Relying on the latest Gross Domestic Product (GDP) figure, which shows negative growth of -2.68 percent at the end of October 2018 and the real estate Q3 contribution to GDP dropping from 7.09 percent in Q2 to 6.88 percent in Q3, expressed worries that the investors are profit-minded rather than being value-minded.
According to him, the industry players need to restructure to be at its best and players need to do just that.
‘We don’t need to build out of proportion but to follow the numbers because the market needs smaller apartments and not large buildings.
“With over 60 percent occupancy rate, people, who understand the market are converting the three bedrooms to one room for quicker returns to investments rather than being stock on larger apartments”, he added.

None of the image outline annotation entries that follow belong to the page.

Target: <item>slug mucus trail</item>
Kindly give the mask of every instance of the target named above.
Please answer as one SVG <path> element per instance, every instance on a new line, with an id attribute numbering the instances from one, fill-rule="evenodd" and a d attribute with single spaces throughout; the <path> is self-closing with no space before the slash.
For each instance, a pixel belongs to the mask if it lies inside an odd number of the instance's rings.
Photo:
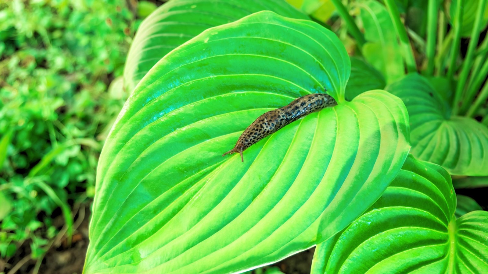
<path id="1" fill-rule="evenodd" d="M 222 155 L 238 152 L 244 161 L 243 152 L 262 139 L 300 118 L 326 107 L 337 105 L 331 96 L 314 93 L 295 99 L 288 105 L 269 111 L 258 117 L 237 139 L 234 148 Z"/>

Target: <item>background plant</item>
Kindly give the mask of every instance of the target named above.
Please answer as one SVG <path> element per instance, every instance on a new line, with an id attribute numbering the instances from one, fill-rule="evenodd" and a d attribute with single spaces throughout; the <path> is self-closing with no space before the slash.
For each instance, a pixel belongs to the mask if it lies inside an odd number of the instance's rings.
<path id="1" fill-rule="evenodd" d="M 93 197 L 102 144 L 127 96 L 107 89 L 122 75 L 133 18 L 118 1 L 0 2 L 0 255 L 6 261 L 23 243 L 42 261 L 62 226 L 54 217 L 64 216 L 69 235 L 72 208 Z"/>

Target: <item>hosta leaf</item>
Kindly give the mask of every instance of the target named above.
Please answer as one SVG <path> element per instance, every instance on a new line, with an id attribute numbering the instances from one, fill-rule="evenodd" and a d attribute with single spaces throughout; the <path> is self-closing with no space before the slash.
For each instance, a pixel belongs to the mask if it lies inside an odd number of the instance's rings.
<path id="1" fill-rule="evenodd" d="M 483 210 L 483 208 L 478 204 L 474 199 L 464 195 L 456 195 L 457 204 L 456 205 L 456 212 L 454 215 L 459 218 L 468 212 L 475 210 Z"/>
<path id="2" fill-rule="evenodd" d="M 286 0 L 286 1 L 321 22 L 328 20 L 336 10 L 330 0 Z"/>
<path id="3" fill-rule="evenodd" d="M 454 18 L 456 6 L 459 0 L 452 0 L 450 3 L 449 15 L 452 23 Z M 463 37 L 468 37 L 474 26 L 474 20 L 476 17 L 476 10 L 479 0 L 463 0 L 463 21 L 461 28 L 461 35 Z M 485 8 L 483 17 L 481 21 L 481 29 L 484 29 L 488 23 L 488 5 Z"/>
<path id="4" fill-rule="evenodd" d="M 488 187 L 488 177 L 466 177 L 453 178 L 454 188 L 477 188 Z"/>
<path id="5" fill-rule="evenodd" d="M 386 83 L 381 73 L 357 57 L 351 57 L 351 76 L 346 87 L 346 98 L 351 100 L 365 91 L 383 89 Z"/>
<path id="6" fill-rule="evenodd" d="M 386 88 L 401 98 L 410 116 L 412 148 L 419 159 L 454 175 L 488 175 L 488 128 L 450 108 L 422 77 L 409 75 Z"/>
<path id="7" fill-rule="evenodd" d="M 358 1 L 357 5 L 367 41 L 363 46 L 363 56 L 383 74 L 387 83 L 397 80 L 404 74 L 403 53 L 386 8 L 373 0 Z"/>
<path id="8" fill-rule="evenodd" d="M 381 196 L 409 149 L 406 109 L 344 100 L 333 33 L 261 12 L 205 31 L 138 85 L 99 164 L 86 273 L 228 273 L 308 248 Z M 327 92 L 339 105 L 223 157 L 260 114 Z"/>
<path id="9" fill-rule="evenodd" d="M 381 197 L 319 245 L 312 273 L 487 273 L 488 212 L 456 220 L 449 174 L 409 156 Z"/>
<path id="10" fill-rule="evenodd" d="M 160 59 L 208 28 L 230 23 L 262 10 L 305 19 L 284 0 L 171 0 L 141 24 L 124 68 L 124 81 L 131 92 Z"/>

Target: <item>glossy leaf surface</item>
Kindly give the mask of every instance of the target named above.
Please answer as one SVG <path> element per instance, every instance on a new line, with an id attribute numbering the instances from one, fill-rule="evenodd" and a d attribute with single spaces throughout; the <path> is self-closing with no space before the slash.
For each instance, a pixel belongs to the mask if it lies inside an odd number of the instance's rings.
<path id="1" fill-rule="evenodd" d="M 351 57 L 351 76 L 346 87 L 346 98 L 351 100 L 359 94 L 374 89 L 383 89 L 385 78 L 362 59 Z"/>
<path id="2" fill-rule="evenodd" d="M 228 273 L 344 229 L 393 179 L 408 117 L 384 91 L 344 99 L 332 32 L 261 12 L 167 55 L 126 102 L 101 156 L 86 273 Z M 327 92 L 339 104 L 223 157 L 266 111 Z"/>
<path id="3" fill-rule="evenodd" d="M 403 53 L 386 8 L 373 0 L 358 1 L 357 4 L 367 41 L 363 46 L 365 58 L 383 73 L 387 83 L 398 79 L 404 74 Z"/>
<path id="4" fill-rule="evenodd" d="M 464 195 L 456 195 L 457 203 L 456 205 L 456 212 L 454 215 L 459 218 L 465 214 L 475 210 L 483 210 L 481 206 L 478 204 L 474 199 Z"/>
<path id="5" fill-rule="evenodd" d="M 165 3 L 141 23 L 136 34 L 124 68 L 126 89 L 132 92 L 160 59 L 204 30 L 262 10 L 307 19 L 284 0 L 171 0 Z"/>
<path id="6" fill-rule="evenodd" d="M 422 77 L 411 74 L 389 85 L 410 115 L 410 152 L 442 166 L 451 175 L 488 175 L 488 128 L 450 108 Z"/>
<path id="7" fill-rule="evenodd" d="M 312 273 L 486 273 L 488 212 L 456 220 L 450 176 L 409 156 L 383 195 L 316 249 Z"/>

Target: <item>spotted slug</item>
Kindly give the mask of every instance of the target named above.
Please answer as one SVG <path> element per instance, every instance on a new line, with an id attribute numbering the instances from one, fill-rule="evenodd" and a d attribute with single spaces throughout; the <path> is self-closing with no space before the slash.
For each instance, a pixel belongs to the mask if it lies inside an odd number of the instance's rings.
<path id="1" fill-rule="evenodd" d="M 312 112 L 337 105 L 332 97 L 322 93 L 309 94 L 295 99 L 282 108 L 269 111 L 258 117 L 241 135 L 234 148 L 222 156 L 238 152 L 244 162 L 243 152 L 264 137 Z"/>

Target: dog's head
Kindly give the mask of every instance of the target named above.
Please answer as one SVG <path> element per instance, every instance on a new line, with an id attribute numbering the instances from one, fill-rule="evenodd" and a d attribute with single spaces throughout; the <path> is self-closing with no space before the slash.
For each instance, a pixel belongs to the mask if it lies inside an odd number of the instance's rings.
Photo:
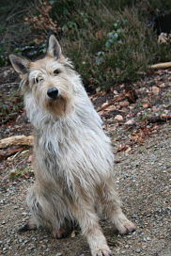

For 2019, Dr. Balogun said being an election year; the industry will continue to slow down up till April when the budget is likely to be passed.
He, however, urged stakeholders in the sector to come up with initiatives to weather the murky waters.

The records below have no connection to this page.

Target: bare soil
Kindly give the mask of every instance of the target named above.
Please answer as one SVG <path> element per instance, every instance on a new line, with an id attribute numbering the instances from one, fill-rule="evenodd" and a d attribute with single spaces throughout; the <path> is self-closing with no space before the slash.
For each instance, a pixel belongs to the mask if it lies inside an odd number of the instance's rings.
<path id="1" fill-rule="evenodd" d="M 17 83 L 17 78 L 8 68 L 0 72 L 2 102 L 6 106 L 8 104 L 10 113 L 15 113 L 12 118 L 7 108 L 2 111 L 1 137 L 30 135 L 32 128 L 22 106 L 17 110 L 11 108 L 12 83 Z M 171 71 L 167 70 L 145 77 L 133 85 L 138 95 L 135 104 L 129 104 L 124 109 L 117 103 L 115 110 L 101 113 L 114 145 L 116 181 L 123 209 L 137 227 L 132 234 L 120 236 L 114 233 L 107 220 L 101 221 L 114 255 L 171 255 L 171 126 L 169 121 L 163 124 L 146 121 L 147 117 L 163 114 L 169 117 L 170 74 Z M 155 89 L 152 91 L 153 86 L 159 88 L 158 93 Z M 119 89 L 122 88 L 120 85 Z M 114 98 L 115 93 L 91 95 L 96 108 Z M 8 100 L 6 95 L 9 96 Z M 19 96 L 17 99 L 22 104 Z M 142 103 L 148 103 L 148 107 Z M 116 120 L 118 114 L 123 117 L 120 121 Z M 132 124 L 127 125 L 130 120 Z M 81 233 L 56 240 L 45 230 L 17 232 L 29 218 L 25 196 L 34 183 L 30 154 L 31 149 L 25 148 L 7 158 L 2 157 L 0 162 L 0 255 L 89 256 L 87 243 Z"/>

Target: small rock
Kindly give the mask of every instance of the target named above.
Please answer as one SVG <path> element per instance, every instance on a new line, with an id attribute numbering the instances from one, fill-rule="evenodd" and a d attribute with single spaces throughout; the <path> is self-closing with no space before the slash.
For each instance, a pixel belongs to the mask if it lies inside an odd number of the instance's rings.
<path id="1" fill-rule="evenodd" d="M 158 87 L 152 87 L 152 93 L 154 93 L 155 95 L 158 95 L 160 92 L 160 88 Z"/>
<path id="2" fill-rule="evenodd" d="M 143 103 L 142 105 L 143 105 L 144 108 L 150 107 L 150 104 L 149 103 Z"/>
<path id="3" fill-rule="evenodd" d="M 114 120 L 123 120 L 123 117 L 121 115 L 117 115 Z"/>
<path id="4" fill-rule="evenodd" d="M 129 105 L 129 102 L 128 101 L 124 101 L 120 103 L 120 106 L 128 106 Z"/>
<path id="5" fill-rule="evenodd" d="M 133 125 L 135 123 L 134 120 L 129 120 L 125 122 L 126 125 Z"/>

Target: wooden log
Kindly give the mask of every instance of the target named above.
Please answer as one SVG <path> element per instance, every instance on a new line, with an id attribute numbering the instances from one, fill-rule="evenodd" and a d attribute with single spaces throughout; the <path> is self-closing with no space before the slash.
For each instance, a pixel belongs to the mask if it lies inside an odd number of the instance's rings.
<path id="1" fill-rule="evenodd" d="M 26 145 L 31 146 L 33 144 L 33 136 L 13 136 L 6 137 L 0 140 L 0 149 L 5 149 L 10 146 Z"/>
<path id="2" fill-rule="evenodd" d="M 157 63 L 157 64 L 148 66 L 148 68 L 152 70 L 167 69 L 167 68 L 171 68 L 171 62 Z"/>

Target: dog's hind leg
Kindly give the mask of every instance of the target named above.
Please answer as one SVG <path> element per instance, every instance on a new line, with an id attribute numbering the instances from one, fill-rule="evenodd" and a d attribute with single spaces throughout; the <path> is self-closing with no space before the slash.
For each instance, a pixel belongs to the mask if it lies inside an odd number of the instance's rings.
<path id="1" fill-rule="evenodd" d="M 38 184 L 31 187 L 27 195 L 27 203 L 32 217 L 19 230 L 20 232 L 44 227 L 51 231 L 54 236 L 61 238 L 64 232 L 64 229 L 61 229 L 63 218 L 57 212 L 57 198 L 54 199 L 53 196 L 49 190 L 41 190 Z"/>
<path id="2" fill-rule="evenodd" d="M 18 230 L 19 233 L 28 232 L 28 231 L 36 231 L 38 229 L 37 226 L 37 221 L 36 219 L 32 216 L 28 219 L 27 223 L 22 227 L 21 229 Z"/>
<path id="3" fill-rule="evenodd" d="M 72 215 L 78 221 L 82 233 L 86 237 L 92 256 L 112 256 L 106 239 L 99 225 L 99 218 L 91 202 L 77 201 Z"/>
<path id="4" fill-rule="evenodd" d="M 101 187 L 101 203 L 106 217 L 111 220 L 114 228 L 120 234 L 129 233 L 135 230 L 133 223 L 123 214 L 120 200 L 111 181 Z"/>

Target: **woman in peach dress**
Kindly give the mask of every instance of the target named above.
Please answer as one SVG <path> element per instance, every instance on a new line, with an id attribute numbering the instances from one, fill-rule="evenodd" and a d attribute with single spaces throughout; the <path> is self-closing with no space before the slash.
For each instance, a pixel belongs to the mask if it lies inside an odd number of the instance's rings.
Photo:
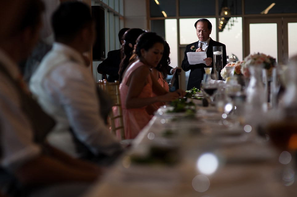
<path id="1" fill-rule="evenodd" d="M 150 69 L 156 67 L 162 58 L 164 44 L 163 39 L 155 33 L 145 33 L 137 39 L 131 59 L 138 59 L 127 69 L 120 85 L 126 139 L 134 138 L 152 118 L 146 108 L 176 99 L 183 93 L 168 93 L 152 76 Z M 153 89 L 158 96 L 152 97 Z"/>
<path id="2" fill-rule="evenodd" d="M 151 69 L 153 76 L 158 81 L 159 84 L 167 92 L 169 91 L 169 86 L 166 81 L 166 78 L 167 78 L 168 66 L 170 63 L 170 59 L 169 58 L 170 53 L 170 48 L 169 45 L 165 41 L 162 59 L 157 67 Z M 156 96 L 154 93 L 153 93 L 152 96 L 155 97 Z M 164 102 L 159 102 L 156 103 L 155 104 L 155 108 L 158 109 L 165 104 Z"/>

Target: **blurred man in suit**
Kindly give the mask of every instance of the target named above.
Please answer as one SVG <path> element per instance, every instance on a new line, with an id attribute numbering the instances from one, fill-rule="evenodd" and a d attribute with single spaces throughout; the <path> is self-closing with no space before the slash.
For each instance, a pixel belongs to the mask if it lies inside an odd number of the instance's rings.
<path id="1" fill-rule="evenodd" d="M 124 34 L 129 29 L 123 28 L 118 32 L 118 40 L 121 45 L 124 42 Z M 109 75 L 107 79 L 109 81 L 113 82 L 118 81 L 118 70 L 121 58 L 121 49 L 109 51 L 107 54 L 107 58 L 98 66 L 98 72 Z"/>
<path id="2" fill-rule="evenodd" d="M 212 29 L 212 25 L 209 21 L 205 18 L 199 19 L 195 23 L 194 26 L 196 29 L 197 37 L 199 40 L 187 45 L 185 51 L 185 57 L 182 63 L 182 68 L 186 72 L 191 70 L 189 77 L 187 90 L 191 89 L 194 87 L 199 88 L 203 74 L 205 73 L 204 68 L 213 67 L 213 47 L 223 47 L 223 65 L 226 65 L 227 63 L 226 45 L 214 41 L 209 37 Z M 194 47 L 191 48 L 192 46 Z M 199 47 L 199 46 L 202 47 Z M 188 61 L 187 53 L 201 51 L 206 52 L 207 58 L 203 60 L 205 61 L 206 65 L 204 64 L 190 65 Z"/>

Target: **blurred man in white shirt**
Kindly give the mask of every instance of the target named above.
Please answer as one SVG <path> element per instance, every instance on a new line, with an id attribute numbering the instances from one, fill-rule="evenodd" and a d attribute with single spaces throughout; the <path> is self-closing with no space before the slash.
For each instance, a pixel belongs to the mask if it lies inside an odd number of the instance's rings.
<path id="1" fill-rule="evenodd" d="M 54 12 L 55 42 L 31 78 L 30 88 L 57 122 L 49 142 L 77 158 L 93 159 L 117 155 L 122 147 L 100 115 L 96 84 L 83 58 L 95 37 L 90 10 L 73 2 L 61 4 Z M 89 152 L 80 150 L 82 144 Z"/>

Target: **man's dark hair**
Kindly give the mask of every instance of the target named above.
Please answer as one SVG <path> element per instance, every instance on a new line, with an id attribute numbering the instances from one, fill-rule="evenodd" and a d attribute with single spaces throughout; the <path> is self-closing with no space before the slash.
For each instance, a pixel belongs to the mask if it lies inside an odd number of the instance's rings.
<path id="1" fill-rule="evenodd" d="M 29 0 L 24 8 L 20 20 L 13 31 L 13 35 L 18 33 L 27 27 L 36 28 L 41 22 L 41 14 L 45 9 L 40 0 Z"/>
<path id="2" fill-rule="evenodd" d="M 56 41 L 71 41 L 93 19 L 90 7 L 78 1 L 61 3 L 54 13 L 51 24 Z"/>
<path id="3" fill-rule="evenodd" d="M 123 28 L 118 32 L 118 40 L 120 41 L 120 44 L 122 44 L 121 43 L 121 40 L 124 40 L 124 34 L 125 34 L 125 32 L 130 29 L 130 28 Z"/>
<path id="4" fill-rule="evenodd" d="M 196 22 L 195 23 L 195 25 L 194 25 L 195 28 L 197 28 L 197 23 L 198 23 L 199 22 L 206 22 L 207 23 L 207 28 L 208 28 L 208 30 L 210 30 L 212 28 L 212 25 L 211 25 L 211 23 L 209 22 L 209 21 L 206 18 L 201 18 L 196 21 Z"/>

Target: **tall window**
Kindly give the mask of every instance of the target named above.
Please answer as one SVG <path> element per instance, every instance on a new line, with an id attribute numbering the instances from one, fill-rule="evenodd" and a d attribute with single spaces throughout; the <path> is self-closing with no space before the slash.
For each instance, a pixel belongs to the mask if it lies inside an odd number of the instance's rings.
<path id="1" fill-rule="evenodd" d="M 104 9 L 105 26 L 105 51 L 107 57 L 108 51 L 121 47 L 118 34 L 124 27 L 124 0 L 92 0 L 92 6 L 100 6 Z M 102 79 L 97 72 L 97 67 L 102 61 L 93 62 L 93 75 L 96 81 Z"/>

“We need to do some differently to get a better result; the recent procedure will not lead to the expected outcome because trends are changing”, he said.
He also stressed the need for professionals to advise their clients appropriately so that they can make a wise investment decisions and not be too profit-minded.
On the facility management (FM) sector, he said, it is rapidly expanding with growing awareness, acceptance and the global market is changing with players strengthening their presence in Africa with mergers and partnerships.
According to him, clients’ expectation has increased and demand for FM value has also increased away from service.
“The outgoing year will also go down as a significant year for the sector with the launch of the 4 FM ISO standards, ISO 41011:2017, 41012:2017, 41013:2017 and 41001:2018; to ensure uniformity in the way FM is seen, appreciated, valued and implemented by both clients and providers, with the new FM definition which states that
“FM is an organization function which integrates people, place, and process within the built environment with the purpose of improving the quality of life of people and productivity of the core business”.
“In Nigeria, we launched the National FM body – Association of FM Practitioners Nigeria, AFMPN, the final approval of the FM bill 2018 as well as the Federal Ministry Power, Works and Housing’s draft National Policy on Maintenance of Public.
“As a company, we have grown well, improved, created new solutions, innovative ideas, and support for our clients, suppliers and put our employees at the highest level of focus”, he added.
Established about 18years ago as the first fully defined and classified Facilities Management company in Nigeria, GPFI, was has over the years evolved through mergers, acquisitions, and share restructuring,
The company is gradually becoming a Pan African company with operations in major Africa cities of Nigeria, Ghana, Cote d’ Ivoire, Cameroon, and Kenya.